I want to help you get ready for whatever happens, so let’s break out the possible decision categories and review your strategy for the decision your child receives:

Admitted:

If your child is admitted to the school of their choice, hurray!!  Congratulate them, urge them to take the night off and go celebrate.  Just remember that this is their moment, not just yours.  Let your child enjoy their moment fully in their own way.  Remind them how hard they worked for this and how proud you are of them as young adults.  Hugs are great too…my guess is that even the most defended teenager will melt into your arms with such good news.

Wait Listed:

In the college admissions world, a wait list decision means an admission pending space – good news – but therein lies the rub because it’s anyone’s guess until mid-May or so whether or not that school will have space available, will go to the wait list and for how many students.  Your child will have to commit to another college that does admit them in the meantime and that most likely will mean a hefty deposit that will be forfeited if they change their mind and go elsewhere.  Being wait listed is sorta like going to limbo because another 6 weeks or more of waiting time is involved and I’m sure your child (and you) are so done with this process.  But if they really want to go to the school that wait listed them, they will need a new strategy.  I’ll make that a separate blog entry in the next few days.

Denied:

This is the proverbial ‘thin envelope’ of yesteryear that no one wants, but most members of the applicant pool will receive.  🙁  Your child will really need you now.

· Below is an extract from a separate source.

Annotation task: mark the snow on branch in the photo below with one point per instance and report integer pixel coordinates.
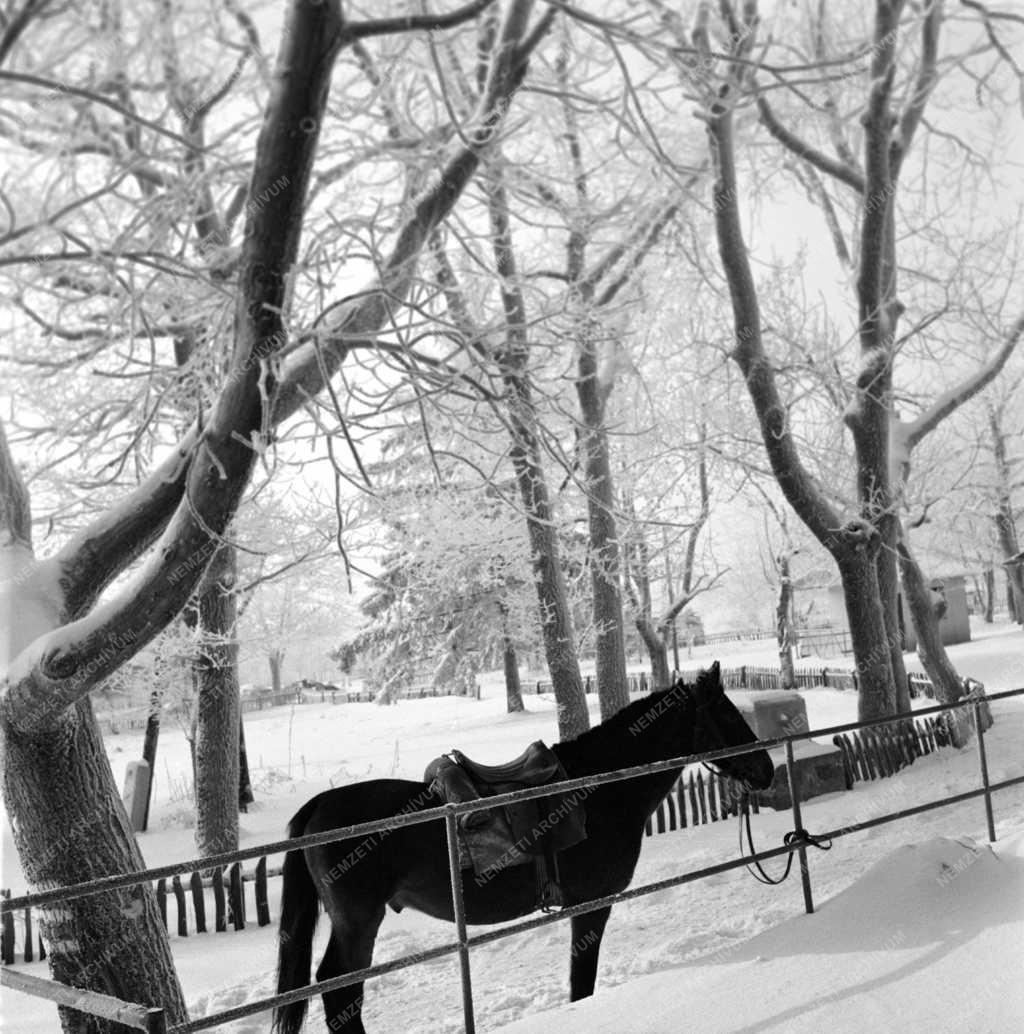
(367, 313)
(951, 400)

While it hurts to be rejected by anyone or anything, please keep a few things in mind.  First, the application numbers are so crazy high everywhere now that getting an admission is almost like hitting the lottery.  Statistically, the odds are against nearly everyone in the applicant pool.  (I know I know…that doesn’t help at all.)  Second, though we all hate rejection, it does build the resilience that your teenager will need for life.  And third, things have a way of always working out for you and your child, right?  Now is the time to anchor into reality and remind your child how life is, how the crazy unexpected things end up being the best in the end.  Help them reframe the decision and this painful moment.  It’s best to prepare your reframes before the fact so you can have them ready for the hard moments.  Tell your child your rejection stories and how they worked out for you in the end.  Mostly though, focus on letting your child save face.  They have just done the hardest thing in their life and they took a big hit.  That hurts.

Remember that feelings are just feelings, little packets of biochemical energy that sweep through and are soon gone.  Don’t attach to them.  Observe them as if they were a breeze blowing through a tree and let them go.  It’s all going to be alright.  Rejection, afterall, is God’s protection.

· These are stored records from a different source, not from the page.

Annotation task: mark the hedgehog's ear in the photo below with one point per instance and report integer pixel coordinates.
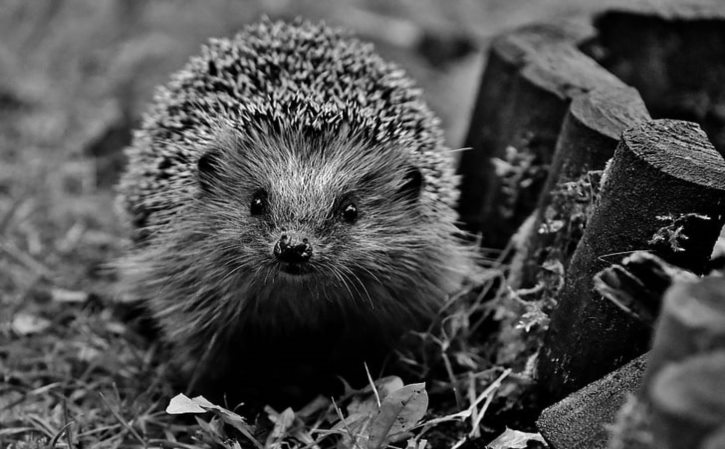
(412, 183)
(208, 169)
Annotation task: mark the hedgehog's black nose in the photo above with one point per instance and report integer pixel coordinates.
(288, 250)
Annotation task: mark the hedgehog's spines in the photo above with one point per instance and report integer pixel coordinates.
(316, 118)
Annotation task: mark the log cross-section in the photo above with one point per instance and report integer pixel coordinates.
(664, 191)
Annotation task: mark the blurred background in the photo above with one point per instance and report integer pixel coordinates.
(76, 75)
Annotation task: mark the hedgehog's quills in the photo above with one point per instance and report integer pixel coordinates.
(292, 202)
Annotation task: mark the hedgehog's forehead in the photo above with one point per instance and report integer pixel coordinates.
(326, 161)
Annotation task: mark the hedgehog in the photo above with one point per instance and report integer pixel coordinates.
(292, 205)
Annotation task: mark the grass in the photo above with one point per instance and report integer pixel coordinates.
(76, 369)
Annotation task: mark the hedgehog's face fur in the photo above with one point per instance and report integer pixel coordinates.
(351, 215)
(297, 131)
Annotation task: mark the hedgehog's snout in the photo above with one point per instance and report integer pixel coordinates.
(291, 250)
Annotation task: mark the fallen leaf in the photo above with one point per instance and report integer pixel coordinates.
(399, 412)
(181, 403)
(514, 439)
(27, 324)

No matter what the final decision, I encourage you to take your child out to celebrate their blossoming adulthood so you can toast them and tell them how proud you are of them.  Tell them how lucky you are to be their parent and then list a few things you love about them.  Take the conversation off of college admissions as a prize of some kind and put it where it belongs – on your child’s bravery for being willing to step up, apply and be judged by strangers in the most public of ways.  Now that’s a true initiation.